Uptight Moms Don’t Like Schweddy Balls, Clearly Need Xanax to Calm Down


Of all the world’s problems, you’d think moms would focus their energies on, oh, improving literacy rates or fixing kids’ school lunches, but no. For mothers — at least those who belong to One Million Moms, a branch of the conservative Christian nonprofit organization American Family Association — the real problem in contemporary society is poorly named ice cream. Yep, they’ve taken aim at Ben & Jerry’s, stating that new flavor Schweddy Balls “has turned something as innocent as ice cream into something repulsive.
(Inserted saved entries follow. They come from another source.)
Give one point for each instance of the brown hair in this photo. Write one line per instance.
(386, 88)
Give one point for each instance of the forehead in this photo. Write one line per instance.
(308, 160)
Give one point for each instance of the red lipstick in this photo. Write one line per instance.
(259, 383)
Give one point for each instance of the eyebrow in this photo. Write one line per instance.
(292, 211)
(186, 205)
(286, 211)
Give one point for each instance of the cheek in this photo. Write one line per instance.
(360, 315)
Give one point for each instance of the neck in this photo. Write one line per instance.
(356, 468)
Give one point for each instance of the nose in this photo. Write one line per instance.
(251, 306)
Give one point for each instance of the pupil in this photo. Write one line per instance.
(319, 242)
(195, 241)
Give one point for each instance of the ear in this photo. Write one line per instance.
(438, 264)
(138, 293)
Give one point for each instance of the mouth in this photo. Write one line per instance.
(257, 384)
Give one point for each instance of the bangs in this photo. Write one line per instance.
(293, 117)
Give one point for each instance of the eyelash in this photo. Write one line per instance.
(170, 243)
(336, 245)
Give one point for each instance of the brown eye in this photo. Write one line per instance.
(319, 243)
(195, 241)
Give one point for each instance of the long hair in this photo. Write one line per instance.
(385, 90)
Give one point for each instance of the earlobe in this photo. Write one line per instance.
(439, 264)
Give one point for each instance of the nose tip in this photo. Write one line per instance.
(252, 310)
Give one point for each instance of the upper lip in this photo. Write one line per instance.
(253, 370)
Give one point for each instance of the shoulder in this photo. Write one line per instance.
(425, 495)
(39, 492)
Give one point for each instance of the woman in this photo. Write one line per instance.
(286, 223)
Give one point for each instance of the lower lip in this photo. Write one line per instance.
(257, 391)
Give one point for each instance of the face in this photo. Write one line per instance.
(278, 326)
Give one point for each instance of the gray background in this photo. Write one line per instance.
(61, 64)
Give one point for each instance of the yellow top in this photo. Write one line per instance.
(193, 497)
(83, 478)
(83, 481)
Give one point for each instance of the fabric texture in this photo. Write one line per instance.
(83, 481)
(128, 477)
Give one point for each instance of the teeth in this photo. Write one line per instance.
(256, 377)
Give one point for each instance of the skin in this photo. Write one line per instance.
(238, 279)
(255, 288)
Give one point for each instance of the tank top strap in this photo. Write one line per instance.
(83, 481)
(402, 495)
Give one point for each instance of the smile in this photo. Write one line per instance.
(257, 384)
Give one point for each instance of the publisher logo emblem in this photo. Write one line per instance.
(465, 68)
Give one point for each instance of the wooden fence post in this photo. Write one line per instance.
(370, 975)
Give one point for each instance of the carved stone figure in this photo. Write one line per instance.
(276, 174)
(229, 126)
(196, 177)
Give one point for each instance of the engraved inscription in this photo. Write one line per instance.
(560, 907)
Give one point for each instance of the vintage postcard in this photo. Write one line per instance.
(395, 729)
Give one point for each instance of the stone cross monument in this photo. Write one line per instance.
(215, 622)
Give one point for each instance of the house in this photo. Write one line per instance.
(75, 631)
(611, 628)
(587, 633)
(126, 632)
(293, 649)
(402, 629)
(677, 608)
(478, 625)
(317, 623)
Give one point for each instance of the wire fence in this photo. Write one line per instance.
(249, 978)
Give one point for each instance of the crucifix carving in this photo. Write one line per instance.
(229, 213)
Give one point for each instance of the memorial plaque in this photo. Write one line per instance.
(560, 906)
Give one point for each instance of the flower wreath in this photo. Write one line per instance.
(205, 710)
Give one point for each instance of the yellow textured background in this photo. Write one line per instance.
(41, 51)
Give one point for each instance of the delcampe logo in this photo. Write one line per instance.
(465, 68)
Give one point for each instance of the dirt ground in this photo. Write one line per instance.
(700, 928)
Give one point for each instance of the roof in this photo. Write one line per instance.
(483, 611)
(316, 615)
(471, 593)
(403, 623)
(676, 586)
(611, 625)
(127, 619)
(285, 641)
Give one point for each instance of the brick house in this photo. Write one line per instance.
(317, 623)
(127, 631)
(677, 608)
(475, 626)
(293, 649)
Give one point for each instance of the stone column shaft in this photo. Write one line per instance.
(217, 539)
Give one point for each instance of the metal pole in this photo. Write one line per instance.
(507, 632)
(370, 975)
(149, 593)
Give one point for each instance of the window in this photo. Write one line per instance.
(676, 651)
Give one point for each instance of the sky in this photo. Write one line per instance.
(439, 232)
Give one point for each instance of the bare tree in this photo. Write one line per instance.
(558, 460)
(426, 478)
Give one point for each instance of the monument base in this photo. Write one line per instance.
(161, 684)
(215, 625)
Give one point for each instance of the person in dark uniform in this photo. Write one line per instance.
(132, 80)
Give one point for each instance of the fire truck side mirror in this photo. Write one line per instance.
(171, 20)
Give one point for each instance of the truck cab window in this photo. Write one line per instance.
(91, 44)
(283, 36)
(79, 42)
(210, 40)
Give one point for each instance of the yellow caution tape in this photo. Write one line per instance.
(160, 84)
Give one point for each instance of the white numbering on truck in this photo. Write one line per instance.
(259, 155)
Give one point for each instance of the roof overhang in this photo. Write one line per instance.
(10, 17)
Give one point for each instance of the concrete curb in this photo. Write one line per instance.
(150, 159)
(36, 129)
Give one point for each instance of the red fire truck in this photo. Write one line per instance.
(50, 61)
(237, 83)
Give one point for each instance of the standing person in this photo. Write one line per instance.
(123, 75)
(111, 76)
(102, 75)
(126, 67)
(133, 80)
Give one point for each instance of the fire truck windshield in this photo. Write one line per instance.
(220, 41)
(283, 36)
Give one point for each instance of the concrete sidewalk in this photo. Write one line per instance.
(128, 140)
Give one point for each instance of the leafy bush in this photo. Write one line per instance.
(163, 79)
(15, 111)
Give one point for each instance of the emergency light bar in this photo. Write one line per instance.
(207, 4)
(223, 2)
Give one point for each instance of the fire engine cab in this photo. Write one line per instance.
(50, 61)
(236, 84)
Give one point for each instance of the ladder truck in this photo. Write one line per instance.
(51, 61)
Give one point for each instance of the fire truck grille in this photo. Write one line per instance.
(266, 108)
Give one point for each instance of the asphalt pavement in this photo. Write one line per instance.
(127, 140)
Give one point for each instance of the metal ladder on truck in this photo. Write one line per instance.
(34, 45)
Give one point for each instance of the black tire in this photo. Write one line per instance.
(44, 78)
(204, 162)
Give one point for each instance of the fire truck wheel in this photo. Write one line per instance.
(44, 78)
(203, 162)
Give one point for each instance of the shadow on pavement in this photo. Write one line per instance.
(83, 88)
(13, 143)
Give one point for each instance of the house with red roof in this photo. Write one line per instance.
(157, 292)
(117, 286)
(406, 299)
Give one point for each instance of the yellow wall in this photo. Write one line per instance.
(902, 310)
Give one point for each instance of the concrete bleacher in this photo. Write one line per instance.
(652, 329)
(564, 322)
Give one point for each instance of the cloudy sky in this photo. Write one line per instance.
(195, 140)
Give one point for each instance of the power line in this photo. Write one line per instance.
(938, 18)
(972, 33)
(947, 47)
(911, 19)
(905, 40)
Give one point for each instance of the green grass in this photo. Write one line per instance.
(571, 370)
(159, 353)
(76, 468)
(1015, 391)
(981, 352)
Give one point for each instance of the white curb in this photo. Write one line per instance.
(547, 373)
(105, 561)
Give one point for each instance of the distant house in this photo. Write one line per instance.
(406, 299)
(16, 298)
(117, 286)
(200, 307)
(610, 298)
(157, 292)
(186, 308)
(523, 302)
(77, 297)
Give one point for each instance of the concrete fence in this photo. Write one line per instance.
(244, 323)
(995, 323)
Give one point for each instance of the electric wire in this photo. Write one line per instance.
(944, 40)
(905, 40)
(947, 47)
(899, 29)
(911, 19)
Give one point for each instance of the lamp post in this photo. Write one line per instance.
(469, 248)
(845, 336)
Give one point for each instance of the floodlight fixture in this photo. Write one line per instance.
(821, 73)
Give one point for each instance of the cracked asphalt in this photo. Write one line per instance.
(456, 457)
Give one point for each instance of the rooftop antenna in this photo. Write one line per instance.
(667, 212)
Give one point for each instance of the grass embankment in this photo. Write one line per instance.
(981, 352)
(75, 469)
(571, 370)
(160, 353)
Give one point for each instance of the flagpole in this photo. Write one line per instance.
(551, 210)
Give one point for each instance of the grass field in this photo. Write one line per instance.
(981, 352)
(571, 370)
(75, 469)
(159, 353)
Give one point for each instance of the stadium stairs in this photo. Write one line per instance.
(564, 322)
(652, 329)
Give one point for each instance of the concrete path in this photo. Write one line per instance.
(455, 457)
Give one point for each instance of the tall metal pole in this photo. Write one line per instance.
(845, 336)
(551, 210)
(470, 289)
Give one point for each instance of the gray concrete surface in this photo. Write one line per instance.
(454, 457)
Not exactly what you want a child asking for at the supermarket.”

The full manifesto can be read on the One Million Moms website, and you’ll see that the group is particularly opposed to both humor and liberal values. As they note, “In the past, Ben & Jerry’s has released controversial ice creams, like a special edition of Chubby Hubby called Hubby Hubby last year which celebrated gay marriage. It seems that offending customers has become an annual tradition for Ben & Jerry’s.”

Seriously, people. It’s. Just. Ice. Cream. Take a Xanax and try to focus on the positives here. You say, “Not exactly what you want a child asking for at the supermarket.” For God’s sake, you should be happy that your offspring is still talking to you before he gets all sullen and starts smoking pot err, demanding Magic Brownies flavor ice cream.